I visited the reservation near Dromod the other day and first spoke to Gerry "Geronimo" Murphy. Gerry used to be a big dairy farmer in north Roscommon but now spends his time creating Christmas-cracker jokes for an entertainments multinational. Soul-destroying work, you might think, but Gerry still manages to get the odd ethnic touch in: "Fella goes to his doctor, says he's confused, feels like a wigwam and a teepee. Doc says, you're too tense."

This wasn't very funny, but Ger did not get the name "Geronimo" for nothing, so I laughed long and hard, and Ger then tried out 17 other cracker jokes before I could make my excuses. It's what he does, apparently.

It's a sad comedown for him, I observed to his minder, Brian "Sitting Bull" Gilhooley, as we sat down (predictably) to share a peace pipe, or actually a 20-pack of Camel. "Not really", said Brian, "he gets a fiver per cracker, and emails 30 of them a day. Beats trying to fill milk yield quota requirements."
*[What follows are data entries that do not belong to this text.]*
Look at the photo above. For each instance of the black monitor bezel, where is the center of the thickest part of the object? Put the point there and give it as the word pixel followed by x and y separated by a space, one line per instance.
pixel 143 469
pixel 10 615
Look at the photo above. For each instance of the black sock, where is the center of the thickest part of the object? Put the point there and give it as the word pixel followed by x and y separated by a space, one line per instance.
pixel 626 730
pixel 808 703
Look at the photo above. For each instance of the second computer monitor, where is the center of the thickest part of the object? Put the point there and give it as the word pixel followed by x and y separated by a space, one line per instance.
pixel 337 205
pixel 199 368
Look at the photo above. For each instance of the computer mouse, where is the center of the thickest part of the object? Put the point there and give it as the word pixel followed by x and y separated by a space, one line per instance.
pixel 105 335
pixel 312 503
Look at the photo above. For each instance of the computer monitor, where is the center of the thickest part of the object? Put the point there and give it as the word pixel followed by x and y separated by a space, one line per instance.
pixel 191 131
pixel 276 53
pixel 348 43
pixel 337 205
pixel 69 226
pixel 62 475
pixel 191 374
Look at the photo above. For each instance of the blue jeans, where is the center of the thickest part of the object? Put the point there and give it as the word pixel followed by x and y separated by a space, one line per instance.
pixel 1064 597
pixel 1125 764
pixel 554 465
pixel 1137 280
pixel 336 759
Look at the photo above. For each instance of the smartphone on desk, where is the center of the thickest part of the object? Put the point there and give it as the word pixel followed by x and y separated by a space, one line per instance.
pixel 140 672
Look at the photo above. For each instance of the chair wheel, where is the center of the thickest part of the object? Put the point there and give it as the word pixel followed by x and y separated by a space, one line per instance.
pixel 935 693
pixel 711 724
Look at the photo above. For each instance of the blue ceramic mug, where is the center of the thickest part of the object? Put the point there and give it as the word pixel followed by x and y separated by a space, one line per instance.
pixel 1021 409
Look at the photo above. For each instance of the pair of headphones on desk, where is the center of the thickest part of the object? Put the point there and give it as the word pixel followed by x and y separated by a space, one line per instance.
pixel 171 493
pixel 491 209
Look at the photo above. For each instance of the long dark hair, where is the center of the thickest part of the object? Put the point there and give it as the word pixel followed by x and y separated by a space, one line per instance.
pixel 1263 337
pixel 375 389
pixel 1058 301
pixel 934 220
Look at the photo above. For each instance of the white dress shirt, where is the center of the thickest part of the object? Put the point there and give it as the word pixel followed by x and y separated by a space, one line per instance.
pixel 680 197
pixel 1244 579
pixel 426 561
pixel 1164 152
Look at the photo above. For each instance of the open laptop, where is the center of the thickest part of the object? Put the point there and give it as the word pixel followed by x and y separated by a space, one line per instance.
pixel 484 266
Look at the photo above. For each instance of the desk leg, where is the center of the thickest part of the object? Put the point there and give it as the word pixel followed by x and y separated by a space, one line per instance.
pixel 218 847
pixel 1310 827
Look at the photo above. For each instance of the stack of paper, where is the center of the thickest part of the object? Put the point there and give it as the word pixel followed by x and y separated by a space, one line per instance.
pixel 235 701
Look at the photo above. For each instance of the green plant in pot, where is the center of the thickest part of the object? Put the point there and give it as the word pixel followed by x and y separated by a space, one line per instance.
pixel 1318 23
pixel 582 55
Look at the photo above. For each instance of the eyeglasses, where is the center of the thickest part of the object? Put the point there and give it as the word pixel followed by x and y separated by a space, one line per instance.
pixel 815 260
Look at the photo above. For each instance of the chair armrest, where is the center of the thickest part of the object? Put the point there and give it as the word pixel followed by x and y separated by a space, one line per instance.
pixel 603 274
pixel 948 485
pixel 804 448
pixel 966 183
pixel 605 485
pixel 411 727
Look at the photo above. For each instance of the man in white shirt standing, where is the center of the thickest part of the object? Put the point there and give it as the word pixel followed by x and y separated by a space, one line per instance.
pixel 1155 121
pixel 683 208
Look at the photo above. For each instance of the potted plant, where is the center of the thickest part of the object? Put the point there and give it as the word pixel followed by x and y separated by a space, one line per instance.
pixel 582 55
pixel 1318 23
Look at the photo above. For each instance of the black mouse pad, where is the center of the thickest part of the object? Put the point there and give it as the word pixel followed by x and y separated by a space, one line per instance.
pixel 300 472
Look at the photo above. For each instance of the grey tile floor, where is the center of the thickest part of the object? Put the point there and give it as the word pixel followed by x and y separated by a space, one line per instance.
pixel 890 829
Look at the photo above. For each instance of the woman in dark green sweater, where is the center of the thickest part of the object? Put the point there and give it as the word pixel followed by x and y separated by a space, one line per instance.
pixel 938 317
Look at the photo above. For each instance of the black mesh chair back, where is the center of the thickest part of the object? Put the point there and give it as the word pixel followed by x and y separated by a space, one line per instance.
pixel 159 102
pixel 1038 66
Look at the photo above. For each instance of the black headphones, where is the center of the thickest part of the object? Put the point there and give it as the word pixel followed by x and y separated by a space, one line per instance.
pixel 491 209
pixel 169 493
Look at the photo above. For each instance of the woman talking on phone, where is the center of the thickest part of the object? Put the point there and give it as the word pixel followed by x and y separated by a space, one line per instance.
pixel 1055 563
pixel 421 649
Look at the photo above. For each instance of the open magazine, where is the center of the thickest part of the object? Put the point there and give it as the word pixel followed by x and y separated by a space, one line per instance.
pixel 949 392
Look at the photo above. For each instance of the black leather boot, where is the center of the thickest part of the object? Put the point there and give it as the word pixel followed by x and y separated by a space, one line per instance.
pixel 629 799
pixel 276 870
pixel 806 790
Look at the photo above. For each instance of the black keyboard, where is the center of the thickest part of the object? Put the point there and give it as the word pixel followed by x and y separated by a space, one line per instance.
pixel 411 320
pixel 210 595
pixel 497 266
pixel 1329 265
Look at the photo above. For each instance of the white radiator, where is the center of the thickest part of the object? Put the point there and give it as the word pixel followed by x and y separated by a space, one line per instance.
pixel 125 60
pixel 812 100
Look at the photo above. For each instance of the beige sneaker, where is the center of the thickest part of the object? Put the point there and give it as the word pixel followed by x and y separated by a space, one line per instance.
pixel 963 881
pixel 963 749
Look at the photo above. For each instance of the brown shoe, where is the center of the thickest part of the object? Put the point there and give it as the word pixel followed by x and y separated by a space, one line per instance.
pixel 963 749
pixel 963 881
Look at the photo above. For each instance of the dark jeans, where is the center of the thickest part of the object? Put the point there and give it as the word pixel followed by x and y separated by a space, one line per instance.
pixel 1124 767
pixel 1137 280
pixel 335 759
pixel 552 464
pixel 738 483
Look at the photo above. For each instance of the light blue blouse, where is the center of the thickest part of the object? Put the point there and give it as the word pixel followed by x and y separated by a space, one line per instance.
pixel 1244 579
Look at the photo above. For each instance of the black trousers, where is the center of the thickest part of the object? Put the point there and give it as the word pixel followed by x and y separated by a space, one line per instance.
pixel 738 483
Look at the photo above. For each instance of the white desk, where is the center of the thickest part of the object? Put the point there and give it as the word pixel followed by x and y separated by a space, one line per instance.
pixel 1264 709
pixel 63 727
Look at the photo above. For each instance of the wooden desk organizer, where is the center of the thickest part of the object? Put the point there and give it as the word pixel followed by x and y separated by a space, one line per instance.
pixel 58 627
Brian used to be a beef farmer on the Leitrim lowlands and now spends his time making wampum. So what did he think of John Bruton's remarks? Did he speak with forked tongue?

"I don't know anything about bifurcatory problems," said Brian, a little drily I thought, "but it all seems a little patronising to me. Maybe Bruton doesn't know that we've taken a lead from our opposite numbers on certain reservations in the US and established an interesting cash-flow operation here on site. Let's go take a look."

So I spent a couple of fun hours in the Wounded Knee Casino and didn't lose all that much, apart from a little independence.